Official election results
|Communist Party of Belarus||559,537||11|
|Republican Party of Labour and Justice||355,971||6|
|Liberal Democratic Party||280,683||1|
|Belarusian Social Democratic Party (Assembly)||84,790||0|
|Belarusian Patriotic Party||75,283||2|
|United Civic Party||72,192||0|
|Belarusian Agrarian Party||46,785||1|
|Belarusian Left Party "A Just World"||37,861||0|
|Belarusian Social Democratic Assembly||23,164||0|
|Belarusian Green Party||10,592||0|
|Belarusian Socialist Sporting Party||7,905||0|
International observers and opposition
Election observers and government opponents question the integrity of the elections. The observers from the Organization for Security and Cooperation (OSCE) said that “fundamental freedoms were disregarded and the integrity of the election process was not adequately safeguarded”. Moreover, the OSCE observers noted concerns regarding the exclusion of many opposition candidates, limited opportunity for public campaigning and shortcomings during vote counting.
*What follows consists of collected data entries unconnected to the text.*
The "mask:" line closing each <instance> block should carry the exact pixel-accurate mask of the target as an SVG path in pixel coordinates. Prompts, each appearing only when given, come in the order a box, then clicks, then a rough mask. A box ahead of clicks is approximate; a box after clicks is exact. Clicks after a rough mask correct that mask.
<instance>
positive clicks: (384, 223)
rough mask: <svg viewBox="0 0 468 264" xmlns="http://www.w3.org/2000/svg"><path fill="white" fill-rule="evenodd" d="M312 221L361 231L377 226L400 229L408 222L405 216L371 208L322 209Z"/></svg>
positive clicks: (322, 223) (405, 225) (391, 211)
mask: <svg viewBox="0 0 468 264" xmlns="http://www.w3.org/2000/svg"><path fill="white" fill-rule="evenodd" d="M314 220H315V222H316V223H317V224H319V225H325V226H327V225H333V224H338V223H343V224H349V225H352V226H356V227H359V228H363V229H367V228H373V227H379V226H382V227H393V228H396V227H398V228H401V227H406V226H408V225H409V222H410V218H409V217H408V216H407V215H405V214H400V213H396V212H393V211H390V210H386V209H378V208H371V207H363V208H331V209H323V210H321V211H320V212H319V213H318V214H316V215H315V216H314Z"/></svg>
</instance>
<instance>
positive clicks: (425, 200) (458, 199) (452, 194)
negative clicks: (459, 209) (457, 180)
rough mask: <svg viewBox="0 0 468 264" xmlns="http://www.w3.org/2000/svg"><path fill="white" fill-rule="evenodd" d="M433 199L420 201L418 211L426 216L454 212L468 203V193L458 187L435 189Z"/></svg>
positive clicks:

The 110 seats were contested by a total of 558 candidates, of which 150 opposition candidates, who were rejected by election officials. This happened on the grounds that some of the opposition candidates’ signatures were deemed invalid by authorities.
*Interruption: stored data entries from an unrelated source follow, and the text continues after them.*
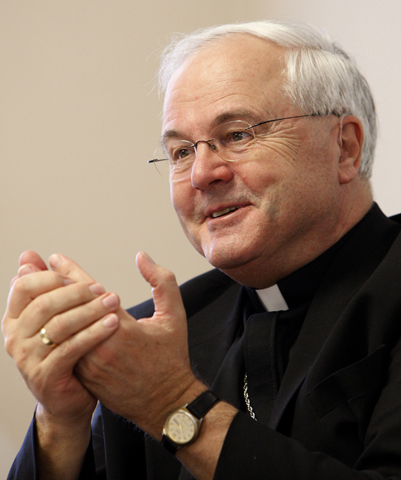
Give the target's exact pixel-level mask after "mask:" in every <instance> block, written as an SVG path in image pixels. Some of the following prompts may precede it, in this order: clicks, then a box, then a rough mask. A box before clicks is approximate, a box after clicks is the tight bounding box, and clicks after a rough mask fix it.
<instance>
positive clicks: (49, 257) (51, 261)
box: [49, 253, 63, 268]
mask: <svg viewBox="0 0 401 480" xmlns="http://www.w3.org/2000/svg"><path fill="white" fill-rule="evenodd" d="M62 261H63V260H62V258H61V255H58V254H57V253H53V255H50V257H49V264H50V266H51V267H52V268H58V267H59V266H60V265H61V264H62Z"/></svg>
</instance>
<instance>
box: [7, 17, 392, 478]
mask: <svg viewBox="0 0 401 480" xmlns="http://www.w3.org/2000/svg"><path fill="white" fill-rule="evenodd" d="M161 80H162V84H163V85H164V86H165V87H166V94H165V104H164V115H163V132H162V146H163V149H164V152H165V156H166V157H167V159H168V162H163V159H162V158H157V159H154V163H156V164H157V165H159V166H160V165H163V163H166V164H167V165H168V166H169V179H170V184H171V197H172V202H173V205H174V208H175V210H176V212H177V214H178V217H179V219H180V222H181V224H182V227H183V229H184V232H185V234H186V236H187V237H188V239H189V241H190V242H191V243H192V245H193V246H194V247H195V249H196V250H197V251H198V252H199V253H200V254H201V255H204V256H205V257H206V258H207V260H208V261H209V262H210V263H211V264H212V265H213V266H214V267H216V268H215V270H213V271H211V272H209V273H206V274H204V275H202V276H200V277H198V278H196V279H194V280H192V281H190V282H188V283H187V284H185V285H184V286H182V287H181V289H180V290H179V289H178V287H177V285H176V282H175V280H174V277H173V275H172V274H171V273H170V272H167V271H166V270H164V269H163V268H162V267H160V266H158V265H156V264H155V263H154V262H153V261H152V260H151V259H150V258H149V257H148V256H147V255H146V254H144V253H141V254H139V255H138V258H137V263H138V267H139V270H140V271H141V273H142V275H143V276H144V278H145V280H146V281H147V282H149V284H150V285H151V286H152V287H153V300H152V301H148V302H146V303H144V304H142V305H140V306H138V307H136V308H133V309H131V310H129V311H128V312H125V311H123V310H122V309H121V308H120V306H119V301H118V297H117V296H116V295H115V294H114V293H110V292H105V291H104V289H103V287H102V286H101V285H99V284H97V283H96V282H95V281H94V280H93V279H92V278H91V277H89V275H87V274H86V273H85V272H83V271H82V270H81V269H80V267H78V265H76V264H75V263H74V262H72V261H71V260H69V259H68V258H66V257H64V256H62V255H53V256H52V257H50V266H51V270H47V268H46V265H45V263H44V262H43V260H42V259H41V258H40V257H39V256H38V255H36V254H35V253H34V252H26V253H25V254H23V255H22V257H21V259H20V269H19V272H18V275H17V277H16V278H15V279H14V280H13V284H12V290H11V293H10V297H9V302H8V308H7V311H6V313H5V316H4V319H3V331H4V335H5V339H6V348H7V351H8V352H9V353H10V354H11V355H12V357H13V358H14V359H15V361H16V364H17V366H18V368H19V369H20V371H21V373H22V375H23V377H24V379H25V381H26V383H27V385H28V387H29V388H30V390H31V391H32V393H33V394H34V395H35V397H36V398H37V400H38V406H37V409H36V412H35V419H34V421H33V423H32V425H31V427H30V430H29V432H28V435H27V437H26V440H25V442H24V445H23V448H22V449H21V451H20V453H19V455H18V457H17V459H16V461H15V463H14V466H13V468H12V471H11V473H10V478H11V479H17V478H18V479H29V478H32V479H33V478H40V479H76V478H82V479H95V478H96V479H104V478H108V479H119V480H120V479H121V480H123V479H134V478H135V479H163V480H166V479H179V480H183V479H189V478H193V477H194V478H197V479H212V478H215V479H225V480H227V479H257V478H261V479H286V480H288V479H294V480H310V479H312V478H313V479H324V480H328V479H335V480H338V479H385V478H392V479H395V478H401V440H400V438H401V433H400V432H401V396H400V391H401V352H400V348H401V342H400V333H401V322H400V313H399V312H400V311H401V308H400V307H401V305H400V303H401V295H400V293H399V291H400V287H399V286H400V284H401V278H400V277H401V269H400V266H401V257H400V254H401V246H400V242H401V238H400V237H399V232H400V225H399V222H398V221H397V219H388V218H386V217H385V216H384V215H383V214H382V213H381V212H380V210H379V208H378V206H377V205H376V204H374V203H373V199H372V193H371V188H370V184H369V177H370V173H371V163H372V158H373V151H374V144H375V136H376V134H375V132H376V125H375V112H374V104H373V100H372V98H371V95H370V91H369V88H368V86H367V84H366V81H365V80H364V78H363V77H362V76H361V74H360V73H359V71H358V70H357V69H356V67H355V66H354V64H353V63H352V62H351V61H350V59H349V58H348V56H347V55H346V54H345V53H344V52H343V51H342V50H340V49H339V48H337V47H336V46H334V45H333V44H332V43H331V42H330V41H329V40H328V39H326V38H323V37H321V36H320V35H319V34H317V33H316V32H314V31H313V30H311V29H309V28H306V27H303V26H293V25H286V24H281V23H276V22H256V23H251V24H243V25H228V26H224V27H218V28H213V29H209V30H205V31H202V32H196V33H195V34H194V35H191V36H189V37H186V38H184V39H182V40H180V41H178V42H176V43H175V44H174V45H173V46H172V47H171V48H170V50H169V51H168V52H167V53H166V56H165V59H164V63H163V65H162V69H161ZM133 317H134V318H133ZM135 319H136V320H135ZM54 347H55V348H54ZM97 400H99V401H100V403H99V404H98V407H97V409H96V411H95V414H94V417H93V420H92V415H93V412H94V410H95V406H96V402H97ZM91 420H92V426H91ZM36 475H37V476H36Z"/></svg>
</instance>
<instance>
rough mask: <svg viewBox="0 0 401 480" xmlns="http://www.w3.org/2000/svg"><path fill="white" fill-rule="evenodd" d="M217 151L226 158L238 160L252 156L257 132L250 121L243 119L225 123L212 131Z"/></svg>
mask: <svg viewBox="0 0 401 480" xmlns="http://www.w3.org/2000/svg"><path fill="white" fill-rule="evenodd" d="M210 135H211V137H212V138H214V141H213V142H212V143H213V144H214V145H215V147H216V153H217V154H218V155H219V156H220V157H221V158H224V160H229V161H234V162H235V161H238V160H246V159H249V158H250V153H251V152H252V150H253V147H254V146H255V134H254V132H253V129H252V128H251V126H250V125H249V123H246V122H243V121H242V120H235V121H233V122H228V123H223V124H222V125H219V126H217V127H216V128H214V129H213V130H212V132H211V134H210Z"/></svg>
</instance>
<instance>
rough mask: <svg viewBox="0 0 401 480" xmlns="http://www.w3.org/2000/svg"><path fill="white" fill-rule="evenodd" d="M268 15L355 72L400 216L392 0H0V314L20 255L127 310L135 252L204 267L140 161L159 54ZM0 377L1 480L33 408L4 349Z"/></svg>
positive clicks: (142, 286) (163, 193)
mask: <svg viewBox="0 0 401 480" xmlns="http://www.w3.org/2000/svg"><path fill="white" fill-rule="evenodd" d="M277 16H279V17H285V18H288V19H301V20H305V21H308V22H310V23H312V24H315V25H316V26H319V27H325V28H327V30H328V31H330V32H333V33H334V36H335V37H336V38H338V39H339V40H340V41H341V43H342V44H343V45H344V47H346V48H347V49H348V50H349V51H350V52H351V53H353V54H354V56H355V57H356V59H357V61H358V62H359V64H360V65H361V66H362V69H363V71H364V72H365V74H366V76H367V77H368V79H369V80H370V82H371V84H372V86H373V89H374V92H375V95H376V100H377V104H378V110H379V114H380V116H381V128H382V136H381V140H380V144H379V149H378V156H377V157H378V166H377V167H376V169H375V182H374V186H375V191H376V197H377V198H378V200H379V201H380V203H381V204H382V205H383V208H384V210H385V211H386V213H395V212H397V211H398V210H401V195H400V193H399V187H398V177H399V168H400V167H399V166H398V162H397V161H396V155H397V154H398V150H399V149H400V148H399V147H400V143H401V140H400V138H401V135H400V132H399V127H398V125H399V124H400V122H399V115H400V112H401V105H400V102H401V101H400V95H399V84H400V80H401V71H400V68H401V67H400V65H401V62H400V60H399V58H400V56H401V55H400V54H401V52H400V48H401V47H400V43H401V42H399V38H400V34H399V18H400V16H401V7H400V3H399V1H398V0H393V1H392V0H384V1H383V0H382V1H381V2H377V0H337V1H336V2H331V1H326V0H314V1H312V0H309V1H308V0H303V1H296V0H292V1H291V0H280V1H277V2H269V1H264V2H261V1H260V2H258V1H256V0H250V1H248V2H244V1H243V0H241V1H238V0H220V1H219V2H216V1H210V0H204V1H202V2H195V1H192V0H172V1H169V2H164V1H161V0H157V1H156V0H147V1H146V2H139V1H133V0H131V1H129V0H124V1H123V0H115V1H113V2H111V1H109V2H106V1H103V0H96V1H95V0H68V1H67V0H57V1H54V0H48V1H46V0H35V1H28V0H25V1H22V0H2V2H1V6H0V63H1V66H0V127H1V128H0V158H1V175H0V195H1V199H0V218H1V227H2V228H1V247H2V248H1V251H0V266H1V277H0V310H1V311H3V310H4V308H5V304H6V298H7V292H8V288H9V282H10V280H11V278H12V277H13V275H14V274H15V271H16V268H17V260H18V256H19V254H20V253H21V252H22V251H24V250H26V249H34V250H37V251H38V252H39V253H40V254H42V255H43V256H45V257H46V258H47V257H48V256H49V255H50V254H51V253H52V252H55V251H60V252H63V253H66V254H67V255H70V256H71V257H73V258H74V259H76V260H77V261H78V262H79V263H81V265H82V266H84V267H85V268H86V269H87V270H88V271H89V272H90V273H91V274H92V275H93V276H94V277H95V278H96V279H98V280H99V281H100V282H103V284H104V285H105V286H106V287H107V288H108V289H112V290H115V291H117V292H119V293H120V295H121V298H122V302H123V305H124V306H126V307H128V306H131V305H133V304H135V303H137V302H139V301H141V300H144V299H146V298H148V297H149V295H150V290H149V288H148V286H147V285H146V284H145V283H144V282H143V280H142V279H141V278H140V276H139V274H138V273H137V271H136V267H135V255H136V253H137V252H138V251H139V250H146V251H147V252H148V253H149V254H150V255H152V256H153V257H154V259H155V260H156V261H157V262H159V263H161V264H163V265H165V266H167V267H168V268H170V269H172V270H174V271H175V273H176V274H177V277H178V280H179V282H183V281H185V280H186V279H188V278H190V277H192V276H194V275H195V274H197V273H200V272H202V271H205V270H206V269H207V268H208V265H207V263H206V262H205V261H204V260H203V259H202V258H201V257H199V256H198V255H197V254H196V253H195V252H194V251H192V247H190V246H189V245H188V244H187V242H186V240H185V239H184V237H183V235H182V233H181V230H180V227H179V225H178V222H177V220H176V218H175V216H174V213H173V211H172V209H171V207H170V205H169V192H168V186H167V184H166V183H165V182H164V181H163V180H162V179H161V178H159V177H158V176H157V174H156V172H154V171H153V168H152V167H151V166H149V165H147V164H146V160H147V159H148V158H150V157H151V156H152V153H153V150H154V148H155V147H156V145H157V142H158V137H159V130H160V113H161V101H160V100H159V99H158V97H157V93H156V91H155V90H154V89H153V76H154V72H155V69H156V65H157V52H158V51H159V50H160V48H161V47H162V46H163V45H165V43H166V38H167V36H168V35H169V34H171V33H172V32H174V31H182V32H189V31H192V30H194V29H196V28H198V27H202V26H207V25H211V24H219V23H226V22H232V21H240V20H245V21H248V20H255V19H258V18H264V17H265V18H270V17H277ZM397 187H398V188H397ZM0 376H1V379H2V385H1V389H0V406H1V410H0V411H1V413H0V459H1V460H0V478H5V477H6V472H7V471H8V469H9V466H10V464H11V462H12V458H13V457H14V455H15V454H16V452H17V450H18V448H19V445H20V443H21V442H22V439H23V437H24V434H25V430H26V428H27V426H28V423H29V421H30V418H31V415H32V410H33V407H34V401H33V399H32V398H31V396H30V394H29V392H28V391H27V389H26V388H25V386H24V384H23V381H22V380H21V378H20V376H19V374H18V372H17V371H16V369H15V367H14V365H13V363H12V361H11V359H10V358H9V357H8V356H7V355H6V353H5V351H4V350H3V349H1V350H0Z"/></svg>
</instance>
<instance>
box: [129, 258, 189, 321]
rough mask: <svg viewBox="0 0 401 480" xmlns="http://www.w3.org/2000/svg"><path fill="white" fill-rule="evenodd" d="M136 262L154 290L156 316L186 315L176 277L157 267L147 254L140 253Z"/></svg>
mask: <svg viewBox="0 0 401 480" xmlns="http://www.w3.org/2000/svg"><path fill="white" fill-rule="evenodd" d="M136 262H137V266H138V268H139V271H140V272H141V274H142V276H143V277H144V279H145V280H146V281H147V282H148V283H149V284H150V285H151V287H152V288H153V291H152V294H153V301H154V304H155V312H156V314H157V315H159V314H160V315H162V316H165V315H170V316H174V317H175V316H177V315H178V314H182V313H184V305H183V303H182V297H181V292H180V290H179V288H178V285H177V281H176V278H175V275H174V274H173V273H172V272H170V271H169V270H167V269H166V268H163V267H161V266H160V265H156V264H155V262H154V261H153V260H152V259H151V258H150V257H149V255H148V254H147V253H145V252H139V253H138V255H137V257H136Z"/></svg>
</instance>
In particular, there was a concern for the opposition candidates in regard to early voting. During this time, ballot boxes are not guarded and several independent observers reported ballot stuffing as well as vote counting without observers being present.
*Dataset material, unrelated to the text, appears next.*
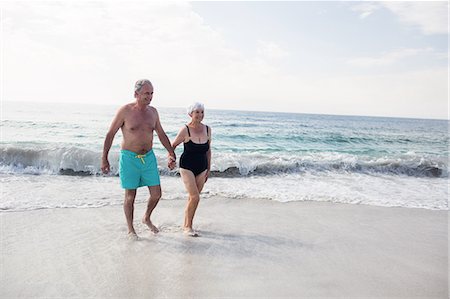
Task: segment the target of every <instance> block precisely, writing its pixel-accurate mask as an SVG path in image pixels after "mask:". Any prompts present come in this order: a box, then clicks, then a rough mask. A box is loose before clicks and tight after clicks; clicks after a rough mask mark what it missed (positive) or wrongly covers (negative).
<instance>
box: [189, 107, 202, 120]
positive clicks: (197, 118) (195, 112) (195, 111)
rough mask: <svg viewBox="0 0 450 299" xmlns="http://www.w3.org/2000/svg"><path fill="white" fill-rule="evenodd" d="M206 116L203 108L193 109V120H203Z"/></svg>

On 11 October 2015, presidential elections were held in Belarus. According to official results, incumbent Alexander Lukashenko won re-election for a fifth term with a landslide victory of 83.49 per cent. The rest of the candidates received less than 5 per cent. The next presidential election will be held on the 30th of August 2020.
|Candidate||% of votes|
|Alexander Lukashenko (Incumbent)||83,49 %|
|Tatsyana Karatkevich (Havary Pravdu)||4,42 %|
|Syarhey Haydukyevich (Liberal Democratic Party)||3,32 %|
|Mikalay Ulakhovich (Belarusian Patriotic Party)||1,67 %|
|Against all candidates||6,5 %|
Official CEC reports presented an overall turnout of 86.7 per cent. According to OSCE observers, "It is clear that Belarus still has a long way to go towards fulfilling its democratic commitments". The OSCE welcomed the release of political prisoners ahead of the election, but "the hope that this gave us for broader electoral progress was largely unfulfilled". The OSCE added that "despite welcome post-electoral engagement on the part of authorities to consider OSCE/ODIHR recommendations, amendments introduced after the 2012 elections did not address some of the key recommendations". The OSCE reported that they were denied access to check voter lists at some locations, and reported instances of ballot-box stuffing and group voting. Especially the counting process was assessed negatively, in 25 per cent of the cases the OSCE was not allowed to observe the count. The OSCE and the Parliamentary Assembly of the Council of Europe (PACE) also criticised the fact that the precinct election commissions (PECs) are responsible for voter registration and there is no permanent or centralised voter list, so that there could be multiple registrations, or voters could be taken off of the voter lists. Furthermore, the OSCE and PACE noted the "relative public disinterest" in the election that was "accentuated by the modest turnout at most campaign events". Unlike the last elections, there were no massive protests after the election results, as only some hundreds of people protested and there were no violent altercations with the police.